Figure 2.

The effects of CpG modifications and DNA sequence on DNA-binding by Klf4. (a) Binding affinities measured by fluorescence polarization assays between Klf4 and DNA with five different modification states on the upper strand (5mC = M, C, 5hmC, 5fC and 5caC). (b) Binding affinities measured between Klf4 and DNA that is fully methylated, unmodified or hemimethylated (on either strand). For these experiments, only M (5mC) and C were used. (c) A GCG-containing DNA sequence partially matching the consensus binding element of Klf4 (underlined) was used as a negative control. Fluorescence polarization (FP) is measured in millipolarization (mP). (d) Binding affinities measured between the E446A variant of Klf4 and DNA having five different modification states on the top strand.

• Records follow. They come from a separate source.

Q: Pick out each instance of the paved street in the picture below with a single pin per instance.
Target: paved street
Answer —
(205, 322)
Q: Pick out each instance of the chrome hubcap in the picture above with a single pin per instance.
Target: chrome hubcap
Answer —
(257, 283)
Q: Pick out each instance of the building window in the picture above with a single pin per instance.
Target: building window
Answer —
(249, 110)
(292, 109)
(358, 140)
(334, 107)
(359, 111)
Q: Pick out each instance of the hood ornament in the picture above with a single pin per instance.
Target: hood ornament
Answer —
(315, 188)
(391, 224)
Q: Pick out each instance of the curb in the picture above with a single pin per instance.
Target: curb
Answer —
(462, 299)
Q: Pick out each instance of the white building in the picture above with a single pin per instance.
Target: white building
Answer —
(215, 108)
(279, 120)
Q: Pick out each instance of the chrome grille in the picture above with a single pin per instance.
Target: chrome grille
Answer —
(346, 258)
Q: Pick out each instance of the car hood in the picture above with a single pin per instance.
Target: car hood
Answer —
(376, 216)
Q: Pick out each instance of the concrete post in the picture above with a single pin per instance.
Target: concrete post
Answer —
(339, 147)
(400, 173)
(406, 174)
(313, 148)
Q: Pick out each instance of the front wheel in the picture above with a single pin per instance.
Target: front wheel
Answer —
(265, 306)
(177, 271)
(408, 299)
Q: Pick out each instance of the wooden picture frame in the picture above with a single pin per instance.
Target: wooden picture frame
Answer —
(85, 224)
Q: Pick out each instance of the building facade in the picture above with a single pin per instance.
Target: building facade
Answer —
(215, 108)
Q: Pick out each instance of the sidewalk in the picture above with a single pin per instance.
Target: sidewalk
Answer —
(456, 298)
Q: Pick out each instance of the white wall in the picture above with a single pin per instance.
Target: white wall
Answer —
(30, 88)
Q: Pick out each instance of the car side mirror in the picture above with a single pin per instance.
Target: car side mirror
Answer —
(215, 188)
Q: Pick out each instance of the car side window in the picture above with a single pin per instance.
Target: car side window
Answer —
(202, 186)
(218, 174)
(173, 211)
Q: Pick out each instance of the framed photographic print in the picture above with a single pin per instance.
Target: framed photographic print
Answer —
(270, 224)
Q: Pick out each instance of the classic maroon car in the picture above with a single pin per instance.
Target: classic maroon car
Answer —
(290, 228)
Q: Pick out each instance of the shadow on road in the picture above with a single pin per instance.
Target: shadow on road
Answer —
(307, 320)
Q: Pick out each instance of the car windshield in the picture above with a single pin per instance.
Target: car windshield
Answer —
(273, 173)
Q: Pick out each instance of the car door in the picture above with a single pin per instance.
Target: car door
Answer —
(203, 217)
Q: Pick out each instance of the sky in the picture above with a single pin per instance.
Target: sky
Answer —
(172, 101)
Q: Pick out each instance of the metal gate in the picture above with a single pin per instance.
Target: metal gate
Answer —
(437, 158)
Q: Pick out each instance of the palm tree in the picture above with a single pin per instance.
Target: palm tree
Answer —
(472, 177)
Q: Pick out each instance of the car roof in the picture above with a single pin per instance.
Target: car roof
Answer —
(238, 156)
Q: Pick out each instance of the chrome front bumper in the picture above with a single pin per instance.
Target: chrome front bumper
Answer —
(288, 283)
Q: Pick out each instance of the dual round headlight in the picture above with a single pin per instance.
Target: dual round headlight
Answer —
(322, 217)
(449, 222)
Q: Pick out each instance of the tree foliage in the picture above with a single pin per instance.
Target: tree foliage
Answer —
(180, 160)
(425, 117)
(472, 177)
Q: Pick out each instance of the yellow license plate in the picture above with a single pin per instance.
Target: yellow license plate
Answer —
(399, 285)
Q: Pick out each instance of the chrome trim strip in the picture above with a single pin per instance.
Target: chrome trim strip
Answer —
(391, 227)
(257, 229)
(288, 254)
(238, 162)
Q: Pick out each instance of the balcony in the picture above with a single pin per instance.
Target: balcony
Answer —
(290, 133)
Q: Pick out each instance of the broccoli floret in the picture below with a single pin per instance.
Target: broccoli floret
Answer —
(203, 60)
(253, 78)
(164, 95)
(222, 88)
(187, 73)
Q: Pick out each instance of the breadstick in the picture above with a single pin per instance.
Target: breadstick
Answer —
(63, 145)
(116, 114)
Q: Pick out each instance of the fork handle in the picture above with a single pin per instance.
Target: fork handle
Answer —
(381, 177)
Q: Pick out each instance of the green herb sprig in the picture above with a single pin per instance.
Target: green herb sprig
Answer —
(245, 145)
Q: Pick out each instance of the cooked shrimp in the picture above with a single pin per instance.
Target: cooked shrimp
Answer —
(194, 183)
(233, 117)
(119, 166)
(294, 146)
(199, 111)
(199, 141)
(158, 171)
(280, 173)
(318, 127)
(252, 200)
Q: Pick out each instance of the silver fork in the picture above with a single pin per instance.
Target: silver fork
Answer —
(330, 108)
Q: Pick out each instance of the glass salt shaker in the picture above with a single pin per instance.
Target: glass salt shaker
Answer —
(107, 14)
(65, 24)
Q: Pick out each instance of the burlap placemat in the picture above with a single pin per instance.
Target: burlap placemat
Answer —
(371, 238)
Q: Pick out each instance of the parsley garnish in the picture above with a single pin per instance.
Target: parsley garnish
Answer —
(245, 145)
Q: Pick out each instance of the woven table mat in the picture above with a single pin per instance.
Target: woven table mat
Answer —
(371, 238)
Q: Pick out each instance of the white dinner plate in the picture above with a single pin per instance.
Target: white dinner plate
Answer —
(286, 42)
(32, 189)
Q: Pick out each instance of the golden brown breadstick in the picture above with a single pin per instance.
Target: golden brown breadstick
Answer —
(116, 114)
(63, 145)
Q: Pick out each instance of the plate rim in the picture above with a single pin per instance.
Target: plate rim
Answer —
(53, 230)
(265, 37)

In all cases, the lower strand has M (5mC). (e) Distribution of DNA CpG methylation in mouse ES cells and NP cells (33) that is present within the core GGCG Klf4-ChIP sites identified in ES cells (23). The red arrows indicate changes of methylation levels, from hypomethylation in mouse ES cells to hypermethylation in NP cells (see Table 2), during differentiation and/or reprogramming. (f) Distribution of DNA methylation of randomly chosen GGCG sites in the mouse ES genome. (g) Distribution of DNA methylation in human H1 ES cells presented within the human KLF4-ChIP sites (34). GGCGTG sequences (green) have a higher proportion of methylated sites than do GGCGGG sequences.